A Look Back
Oil prices rose nearly 2% on Friday to record a fourth consecutive weekly gain, buoyed by growing evidence of supply shortages in the coming months and rising tensions between Russia and Ukraine that could further hit supplies. Brent crude futures rose 1.8%, to settle at $81.07 a barrel, with a weekly gain of about 1.2%. U.S. WTI crude ended 1.9%, higher at $77.07 a barrel, its highest since April 25.
Disruptions in key Libyan and Nigerian suppliers lifted the price in tandem with the longer-term output cuts set by the world’s leading exporters, Saudi Arabia and Russia. Russia hit Ukrainian food export facilities for a fourth day in a row on Friday and practiced seizing ships in the Black Sea, in an escalation of tensions in the region since Moscow’s withdrawal this week from a U.N. brokered safe sea corridor agreement.
A Look Ahead
Oil prices fell early this morning, with WTI trading down 0.70% at $76.53 and Brent sinking 0.68% to $80.52. The dip in prices was driven by concerns over further interest rate hikes in both the United States and Europe.

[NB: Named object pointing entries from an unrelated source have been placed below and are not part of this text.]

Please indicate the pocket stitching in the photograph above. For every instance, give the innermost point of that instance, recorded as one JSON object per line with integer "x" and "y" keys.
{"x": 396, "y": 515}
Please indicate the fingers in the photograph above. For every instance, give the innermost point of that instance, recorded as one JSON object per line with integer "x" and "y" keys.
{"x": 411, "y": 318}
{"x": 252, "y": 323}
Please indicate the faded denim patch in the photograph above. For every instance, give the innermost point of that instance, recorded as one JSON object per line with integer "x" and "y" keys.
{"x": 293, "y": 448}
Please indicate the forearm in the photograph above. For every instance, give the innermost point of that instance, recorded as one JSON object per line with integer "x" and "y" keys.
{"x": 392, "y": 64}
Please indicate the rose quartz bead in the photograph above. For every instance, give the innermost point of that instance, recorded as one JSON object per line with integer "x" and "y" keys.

While interest rate hikes will add downward pressure to prices, plenty of analysts remain convinced oil markets will tighten. The dip comes ahead of central bank updates due in the United States and Europe, as traders calculate the chances for more rate hikes down the road. While another Fed rate hike this week may drive some short-term price volatility, we expect tightening market conditions on OPEC’s supply cuts and increasing market speculation of further stimulus in China to continue to push prices higher through 3Q23.
Goldman Sachs expects record demand in oil markets to drive crude prices higher in the near term. A report by the International Energy Agency (IEA) predicts oil demand would hit a record high this year, though broader economic headwinds and interest rate hikes meant the increase would be slightly less than previously anticipated.